Nov 25, 2025

From Over-Engineered to Obvious: Simplifying HAProxy SPOA Architecture

When I first built the HAProxy SPOA Remediation Component, I got ambitious.

I wanted something horizontally scalable, future-proof, and flexible enough to support features I had not even designed yet. I ended up with a parent and worker architecture, a custom IPC (Inter-Process Communication) mechanism, a bespoke TCP protocol, and an admin socket that could spawn new workers on demand.

On paper, it looked clever.

In reality, most users just wanted one fast and reliable HAProxy SPOA listener. They did not want to learn a mini distributed system to debug why a decision failed.

This is how I transitioned from a multi-process, IPC-heavy design to a single SPOA listener backed by goroutines and shared in-process state, and why I now prefer boring and obvious over clever and abstract.
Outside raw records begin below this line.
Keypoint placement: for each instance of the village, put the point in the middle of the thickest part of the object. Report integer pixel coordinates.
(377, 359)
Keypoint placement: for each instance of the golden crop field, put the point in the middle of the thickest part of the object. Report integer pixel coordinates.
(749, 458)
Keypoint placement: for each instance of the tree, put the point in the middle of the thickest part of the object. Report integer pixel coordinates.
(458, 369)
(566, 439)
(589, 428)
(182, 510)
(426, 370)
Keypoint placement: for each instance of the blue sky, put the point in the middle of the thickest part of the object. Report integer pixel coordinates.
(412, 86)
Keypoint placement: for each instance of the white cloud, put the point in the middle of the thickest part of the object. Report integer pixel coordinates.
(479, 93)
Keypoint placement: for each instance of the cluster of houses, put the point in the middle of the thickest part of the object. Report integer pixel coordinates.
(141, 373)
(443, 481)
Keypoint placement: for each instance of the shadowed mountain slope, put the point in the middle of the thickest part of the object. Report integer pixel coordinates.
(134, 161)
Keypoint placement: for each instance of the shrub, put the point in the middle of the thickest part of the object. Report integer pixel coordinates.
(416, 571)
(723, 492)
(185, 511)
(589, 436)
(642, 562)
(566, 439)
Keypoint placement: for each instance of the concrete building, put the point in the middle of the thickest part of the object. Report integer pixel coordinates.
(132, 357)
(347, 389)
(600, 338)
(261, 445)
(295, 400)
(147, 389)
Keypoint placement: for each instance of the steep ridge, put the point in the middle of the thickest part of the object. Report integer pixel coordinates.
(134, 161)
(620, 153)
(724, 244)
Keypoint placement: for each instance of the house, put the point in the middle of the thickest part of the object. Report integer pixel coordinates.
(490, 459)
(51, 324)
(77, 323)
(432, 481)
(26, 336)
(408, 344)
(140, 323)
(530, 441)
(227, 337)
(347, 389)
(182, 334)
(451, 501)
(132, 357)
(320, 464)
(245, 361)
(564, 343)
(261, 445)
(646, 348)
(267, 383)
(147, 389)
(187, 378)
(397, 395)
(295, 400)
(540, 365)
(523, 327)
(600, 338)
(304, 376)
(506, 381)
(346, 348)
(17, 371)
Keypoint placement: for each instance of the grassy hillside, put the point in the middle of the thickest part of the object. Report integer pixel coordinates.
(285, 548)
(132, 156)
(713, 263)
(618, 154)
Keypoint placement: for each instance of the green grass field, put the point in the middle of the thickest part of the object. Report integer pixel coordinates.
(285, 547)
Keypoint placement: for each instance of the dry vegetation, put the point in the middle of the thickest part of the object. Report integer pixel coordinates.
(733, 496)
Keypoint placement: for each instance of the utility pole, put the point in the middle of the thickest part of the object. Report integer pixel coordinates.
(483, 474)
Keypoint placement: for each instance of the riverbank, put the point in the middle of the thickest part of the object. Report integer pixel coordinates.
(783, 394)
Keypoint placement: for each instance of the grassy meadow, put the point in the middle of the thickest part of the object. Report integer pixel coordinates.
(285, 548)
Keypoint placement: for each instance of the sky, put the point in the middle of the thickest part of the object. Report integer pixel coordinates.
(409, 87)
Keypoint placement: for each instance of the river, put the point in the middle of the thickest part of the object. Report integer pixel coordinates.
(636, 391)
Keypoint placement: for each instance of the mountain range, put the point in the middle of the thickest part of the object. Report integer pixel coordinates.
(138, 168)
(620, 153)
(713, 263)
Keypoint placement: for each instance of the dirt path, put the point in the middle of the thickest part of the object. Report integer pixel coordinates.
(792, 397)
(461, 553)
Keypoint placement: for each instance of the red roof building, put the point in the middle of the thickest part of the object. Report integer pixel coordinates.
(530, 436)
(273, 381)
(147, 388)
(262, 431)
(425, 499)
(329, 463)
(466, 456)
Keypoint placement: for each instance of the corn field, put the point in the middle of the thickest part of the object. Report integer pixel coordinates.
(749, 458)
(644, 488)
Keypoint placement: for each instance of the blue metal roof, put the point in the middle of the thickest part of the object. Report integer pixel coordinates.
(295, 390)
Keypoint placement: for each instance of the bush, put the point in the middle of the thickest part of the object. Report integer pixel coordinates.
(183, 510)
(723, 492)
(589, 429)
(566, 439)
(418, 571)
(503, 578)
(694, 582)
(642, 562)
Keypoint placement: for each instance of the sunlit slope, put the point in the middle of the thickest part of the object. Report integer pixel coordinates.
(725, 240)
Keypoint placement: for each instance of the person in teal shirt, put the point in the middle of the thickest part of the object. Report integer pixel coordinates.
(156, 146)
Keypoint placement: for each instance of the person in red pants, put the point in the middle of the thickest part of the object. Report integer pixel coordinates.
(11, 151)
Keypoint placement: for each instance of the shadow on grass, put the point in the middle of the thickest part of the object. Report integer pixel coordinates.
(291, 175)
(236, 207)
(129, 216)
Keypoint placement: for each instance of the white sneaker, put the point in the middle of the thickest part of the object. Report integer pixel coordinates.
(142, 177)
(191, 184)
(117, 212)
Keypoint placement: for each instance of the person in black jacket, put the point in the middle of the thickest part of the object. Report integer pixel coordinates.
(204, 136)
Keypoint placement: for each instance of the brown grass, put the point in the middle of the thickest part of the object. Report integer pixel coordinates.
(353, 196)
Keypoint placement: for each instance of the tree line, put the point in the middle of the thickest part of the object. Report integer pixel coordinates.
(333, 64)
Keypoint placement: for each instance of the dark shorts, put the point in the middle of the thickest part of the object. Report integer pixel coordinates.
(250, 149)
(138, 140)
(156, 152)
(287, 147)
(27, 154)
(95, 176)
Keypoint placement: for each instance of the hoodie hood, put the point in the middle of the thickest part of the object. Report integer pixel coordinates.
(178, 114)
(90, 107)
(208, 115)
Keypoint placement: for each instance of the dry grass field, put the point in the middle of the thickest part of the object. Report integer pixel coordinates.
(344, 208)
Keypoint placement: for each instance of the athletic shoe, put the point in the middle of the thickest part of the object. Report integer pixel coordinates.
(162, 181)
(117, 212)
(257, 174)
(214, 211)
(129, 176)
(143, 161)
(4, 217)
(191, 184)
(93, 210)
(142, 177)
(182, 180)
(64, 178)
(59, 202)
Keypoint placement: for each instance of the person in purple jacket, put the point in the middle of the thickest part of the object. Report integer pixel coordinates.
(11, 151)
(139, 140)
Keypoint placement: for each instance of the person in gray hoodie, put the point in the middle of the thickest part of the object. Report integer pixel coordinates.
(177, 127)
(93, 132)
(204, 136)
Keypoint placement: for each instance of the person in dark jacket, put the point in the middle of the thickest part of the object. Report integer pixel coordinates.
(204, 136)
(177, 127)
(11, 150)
The Original Design: Parent and Worker With Shared State

What I was trying to achieve

My original goals for the HAProxy SPOA component were:

Use multiple CPU cores efficiently
Avoid external dependencies such as Redis
Keep global decisions and configuration in one place, including:
- Blocked IPs and ranges
- Country ISO codes
- Per hostname behaviour, such as ban or captcha

From these goals, I designed a parent and worker model.

Parent process:

Central authority for the shared state
Knows about IP decisions, country codes, and per hostname configuration
Coordinates multiple workers

Worker processes:

Talk directly to HAProxy via SPOE over TCP or Unix sockets
For each SPOE request, call the parent to fetch decisions and configuration

I also imagined future use cases:

Multiple SPOA listeners per node
Dynamic worker spawning under high load
An admin socket that could:
- Spawn new workers without restarting
- Update per hostname configuration at runtime

In short, I had built a small SPOA platform instead of a straightforward remediation component.

How the IPC worked

To make this design work, I added:

A Unix socket between the parent and workers
A custom TCP protocol using gob to encode and decode Go structs

Each SPOE request followed roughly this path:

HAProxy → worker via SPOE (TCP or Unix)
Worker → parent via Unix socket with a gob encoded request
Parent → worker with a gob encoded response including IP decision, ISO code, and hostname config
Worker → HAProxy with the SPOE response

So every request involved an extra round-trip inside the server, using a custom protocol.

Where It Hurt: Complexity, Fragility, and Latency

The architecture worked on a good day, but the trade-offs were not worth it.

1. Code bloat and cognitive overload

Supporting the IPC architecture required:

An API layer for the parent
A server implementation to handle worker requests
A worker client that:
- Managed the Unix socket lifecycle
- Spoke the custom TCP protocol
- Serialized and deserialized structs using gob

Each layer had its own error handling, reconnect logic, and edge cases.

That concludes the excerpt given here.